Ömer Çiçek’in (Yirmi Yedi) en son geçirdiği ağır hastalık sebebiyle iş hayatından ayrılıp eve bağlanmasıyla, kader, kendisini bu çalışmaya adeta mecbur etmiş ve bu hazineyi gün yüzüne çıkarmak ona nasip olmuştur. Çalışmanın başından beri kendisiyle irtibatımız devam etmiştir.

Bu arada sadık olduğuna inandığım bir rüyada Zübeyir Ağabey’in tıpkı hadiste tarif edilen şekliyle haşir günü kabirden toprak içinde ayağa kalktığını ve üzerindeki toz toprakları silkelediğini gördüm. Zübeyir Gündüzalp, davasının derdiyle bu âleme veda etti. Ama bu çalışmaların hazırlanıp istifadeye sunulmasıyla da manen yeniden dirilmiş gibi kabrinde mes’ud olacağına inanıyorum.

Rabbim, bu gerçekleri okuyup hazmetmeyi, hayatımıza geçirmeyi, onların gittiği nurlu yoldan giderek ebed de o Nurlu kafileye iltihak eden bahtiyarlardan olmayı bizlere nasip etsin diye niyaz ediyor, sizleri bu hazine-i Nur’la baş başa bırakıyorum.

***

اَلْحَمْدُ لِلّٰهِ رَبِّ الْعَالَمِينَ

وَ الصَّلاَةُ وَ السَّلاَمُ عَلَى سَيِّدِنَا مُحَمَّدٍ

وَ عَلَى آلِهِ وَ صَحْبِهِ اَجْمَعِينَ

İFADE-İ MERAM

Şunu hemen ifade edelim ki: Zübeyir Ağabeyin kaleminden çıkan bazıları kendi el yazısıyla bazıları daktilo edilmiş muhtelif metinler ve not defterindeki notlar ve sohbetlerinde anlattığı hakikatler onun Üstad ve Risale-i nurdan istifadeleridir, ona has ve hususîdir.
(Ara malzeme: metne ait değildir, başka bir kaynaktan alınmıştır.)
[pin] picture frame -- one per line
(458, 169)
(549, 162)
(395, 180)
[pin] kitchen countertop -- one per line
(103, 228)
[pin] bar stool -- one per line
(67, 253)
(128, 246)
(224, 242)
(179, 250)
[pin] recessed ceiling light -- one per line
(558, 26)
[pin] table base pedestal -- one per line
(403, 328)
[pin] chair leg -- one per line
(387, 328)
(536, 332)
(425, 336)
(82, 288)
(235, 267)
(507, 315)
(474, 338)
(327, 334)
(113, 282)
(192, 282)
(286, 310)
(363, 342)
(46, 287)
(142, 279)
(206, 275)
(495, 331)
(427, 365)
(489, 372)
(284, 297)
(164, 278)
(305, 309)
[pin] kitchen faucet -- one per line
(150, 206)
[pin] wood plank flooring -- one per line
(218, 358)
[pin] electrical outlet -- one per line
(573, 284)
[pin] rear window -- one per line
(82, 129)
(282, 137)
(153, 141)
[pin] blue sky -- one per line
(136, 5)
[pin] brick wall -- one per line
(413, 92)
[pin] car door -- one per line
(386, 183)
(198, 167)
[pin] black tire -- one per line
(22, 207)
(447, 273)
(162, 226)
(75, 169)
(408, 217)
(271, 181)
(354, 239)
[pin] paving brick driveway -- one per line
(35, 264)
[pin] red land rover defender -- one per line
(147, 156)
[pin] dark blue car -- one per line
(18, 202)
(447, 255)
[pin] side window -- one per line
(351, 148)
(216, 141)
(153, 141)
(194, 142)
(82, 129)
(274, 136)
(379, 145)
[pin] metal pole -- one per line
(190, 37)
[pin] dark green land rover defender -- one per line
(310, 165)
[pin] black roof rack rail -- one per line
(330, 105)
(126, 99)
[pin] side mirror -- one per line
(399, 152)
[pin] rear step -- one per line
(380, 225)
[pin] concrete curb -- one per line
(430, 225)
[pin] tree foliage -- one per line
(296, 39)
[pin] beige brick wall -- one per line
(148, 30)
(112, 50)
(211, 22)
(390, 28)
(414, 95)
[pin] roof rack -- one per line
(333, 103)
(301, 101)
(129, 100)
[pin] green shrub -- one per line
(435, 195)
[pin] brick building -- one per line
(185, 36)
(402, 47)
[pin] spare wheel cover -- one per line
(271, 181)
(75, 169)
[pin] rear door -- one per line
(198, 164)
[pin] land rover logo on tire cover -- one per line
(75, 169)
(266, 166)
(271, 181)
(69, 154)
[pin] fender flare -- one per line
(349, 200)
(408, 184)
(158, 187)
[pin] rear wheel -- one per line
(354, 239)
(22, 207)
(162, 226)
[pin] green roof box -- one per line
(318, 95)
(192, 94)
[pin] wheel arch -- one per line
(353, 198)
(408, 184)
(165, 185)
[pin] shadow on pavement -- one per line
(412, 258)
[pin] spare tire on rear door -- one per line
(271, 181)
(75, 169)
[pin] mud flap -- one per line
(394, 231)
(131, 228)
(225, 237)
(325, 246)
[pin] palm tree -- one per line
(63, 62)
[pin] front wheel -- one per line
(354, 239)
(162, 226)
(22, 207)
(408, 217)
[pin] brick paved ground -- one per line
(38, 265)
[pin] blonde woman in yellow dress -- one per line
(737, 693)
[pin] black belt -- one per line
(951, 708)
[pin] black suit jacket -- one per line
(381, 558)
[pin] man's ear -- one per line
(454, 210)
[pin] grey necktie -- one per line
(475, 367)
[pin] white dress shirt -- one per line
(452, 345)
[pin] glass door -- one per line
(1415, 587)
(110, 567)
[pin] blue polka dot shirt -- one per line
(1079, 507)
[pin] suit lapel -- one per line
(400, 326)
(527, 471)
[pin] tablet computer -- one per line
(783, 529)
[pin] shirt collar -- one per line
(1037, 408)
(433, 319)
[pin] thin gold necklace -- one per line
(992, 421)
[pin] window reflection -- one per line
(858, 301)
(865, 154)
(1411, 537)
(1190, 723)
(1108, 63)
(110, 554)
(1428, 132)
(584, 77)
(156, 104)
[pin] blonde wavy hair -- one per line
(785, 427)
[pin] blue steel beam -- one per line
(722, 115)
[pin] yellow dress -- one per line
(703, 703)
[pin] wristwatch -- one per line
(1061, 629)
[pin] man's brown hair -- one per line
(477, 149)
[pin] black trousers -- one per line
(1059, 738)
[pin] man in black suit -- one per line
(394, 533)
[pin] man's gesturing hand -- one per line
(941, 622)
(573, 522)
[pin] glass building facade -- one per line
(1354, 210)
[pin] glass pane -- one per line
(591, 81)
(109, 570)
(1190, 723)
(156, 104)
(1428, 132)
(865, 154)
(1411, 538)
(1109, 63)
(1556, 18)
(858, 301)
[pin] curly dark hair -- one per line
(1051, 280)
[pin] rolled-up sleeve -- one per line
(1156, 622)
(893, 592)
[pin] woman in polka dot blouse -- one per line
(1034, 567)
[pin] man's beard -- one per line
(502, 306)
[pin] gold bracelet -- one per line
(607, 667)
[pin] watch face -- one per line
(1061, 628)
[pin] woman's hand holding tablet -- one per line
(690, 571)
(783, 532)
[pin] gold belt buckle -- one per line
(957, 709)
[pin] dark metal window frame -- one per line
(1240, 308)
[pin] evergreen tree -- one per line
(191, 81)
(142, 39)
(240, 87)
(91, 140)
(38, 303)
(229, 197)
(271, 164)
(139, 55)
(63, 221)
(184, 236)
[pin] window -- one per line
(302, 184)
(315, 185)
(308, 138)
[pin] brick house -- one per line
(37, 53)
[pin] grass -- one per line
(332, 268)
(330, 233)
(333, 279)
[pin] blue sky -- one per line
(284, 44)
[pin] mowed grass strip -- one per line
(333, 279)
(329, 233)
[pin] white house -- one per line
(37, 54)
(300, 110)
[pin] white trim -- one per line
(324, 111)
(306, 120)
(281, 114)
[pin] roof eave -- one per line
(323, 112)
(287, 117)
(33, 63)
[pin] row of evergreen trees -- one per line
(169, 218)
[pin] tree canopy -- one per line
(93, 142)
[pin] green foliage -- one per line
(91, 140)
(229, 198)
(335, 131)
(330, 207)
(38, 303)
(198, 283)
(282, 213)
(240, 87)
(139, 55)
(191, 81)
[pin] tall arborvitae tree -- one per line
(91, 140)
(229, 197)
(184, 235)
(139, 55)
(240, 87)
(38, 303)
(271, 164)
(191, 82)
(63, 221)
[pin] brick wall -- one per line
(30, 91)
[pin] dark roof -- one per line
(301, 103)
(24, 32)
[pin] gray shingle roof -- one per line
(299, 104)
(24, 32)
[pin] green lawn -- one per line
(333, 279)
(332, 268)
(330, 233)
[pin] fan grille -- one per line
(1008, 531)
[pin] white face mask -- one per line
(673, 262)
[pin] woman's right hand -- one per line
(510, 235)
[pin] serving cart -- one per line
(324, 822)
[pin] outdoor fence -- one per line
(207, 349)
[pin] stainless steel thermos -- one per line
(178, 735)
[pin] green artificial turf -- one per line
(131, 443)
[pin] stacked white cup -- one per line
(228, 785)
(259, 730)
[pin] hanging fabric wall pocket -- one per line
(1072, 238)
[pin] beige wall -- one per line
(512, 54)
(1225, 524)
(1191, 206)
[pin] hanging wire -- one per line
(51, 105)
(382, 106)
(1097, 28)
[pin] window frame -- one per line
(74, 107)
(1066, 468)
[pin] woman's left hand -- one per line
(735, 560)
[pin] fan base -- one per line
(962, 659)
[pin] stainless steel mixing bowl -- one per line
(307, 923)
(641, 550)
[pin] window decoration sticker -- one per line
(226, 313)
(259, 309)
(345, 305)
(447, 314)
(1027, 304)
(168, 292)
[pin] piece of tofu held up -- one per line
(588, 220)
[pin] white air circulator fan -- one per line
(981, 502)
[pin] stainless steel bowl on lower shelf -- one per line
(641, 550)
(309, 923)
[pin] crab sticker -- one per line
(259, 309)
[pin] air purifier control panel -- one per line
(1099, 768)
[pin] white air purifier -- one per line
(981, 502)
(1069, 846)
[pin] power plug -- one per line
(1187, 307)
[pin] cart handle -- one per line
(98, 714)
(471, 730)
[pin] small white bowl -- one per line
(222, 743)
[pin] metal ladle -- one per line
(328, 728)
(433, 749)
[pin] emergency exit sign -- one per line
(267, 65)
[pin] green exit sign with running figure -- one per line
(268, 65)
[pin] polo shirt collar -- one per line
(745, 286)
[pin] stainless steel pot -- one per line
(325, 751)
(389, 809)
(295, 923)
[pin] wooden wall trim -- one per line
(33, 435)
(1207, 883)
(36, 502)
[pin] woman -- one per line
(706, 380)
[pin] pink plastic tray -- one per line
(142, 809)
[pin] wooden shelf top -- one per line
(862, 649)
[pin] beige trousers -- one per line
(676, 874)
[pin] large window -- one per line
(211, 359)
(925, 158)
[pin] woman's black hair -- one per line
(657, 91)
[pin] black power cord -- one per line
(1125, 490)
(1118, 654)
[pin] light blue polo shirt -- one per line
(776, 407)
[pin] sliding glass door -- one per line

Zaten kendisi de yazdığı notlarla ilgili olarak şunları söylemektedir: “Müşahedatımı kaydeden defterlerimde herhangi bir tertip ve usule riayet ederek değil, ancak gördüklerimi zaman zaman kendime ders almak ve ibret almak gaflete düşmemek ve hizmette tökezlememek, hata ve kusurlara düşmemek, bir seyyiemle binler seyyie ve muvaffakıyetsizliklere duçar olmamak ve böylece milyonlarca müttehid ve mütesanid Nur taleberinin maddi veya manevi hukuklarına taarruz ve tecavüz etmemek, bu yüzden dünya ve ahirette cezalara giriftar olmamak için not ediyorum.” Bundan dolayı biz de bu zamana kadar umuma neşrini düşünmedik. Fakat kardeşlerle sohbetlerimizde bunlardan naklettiğimizde bazı ağabey ve kardeşler; “Kardeşim bunları yaz, bunlar Üstad ve Risale-i nuru anlatıyor…  Bizi Üstad ve Risale-i Nur’a taşıyor, kitap haline getir ki istifade edilsin, hususi kalıp kaybolmasın” diye yoğun istek ve teşvik gördük. Bunun üzerine bölük pörçük olan bu metrukâtı ve ona ait elimizde olan ve bildiğimiz ne varsa tanzim edip neşrine karar verdik ve uzun bir çalışma sonucu ( -11-cilt- ) kitap haline getirmeye muvaffak olduk. İnşallah istifadeye medar olur.    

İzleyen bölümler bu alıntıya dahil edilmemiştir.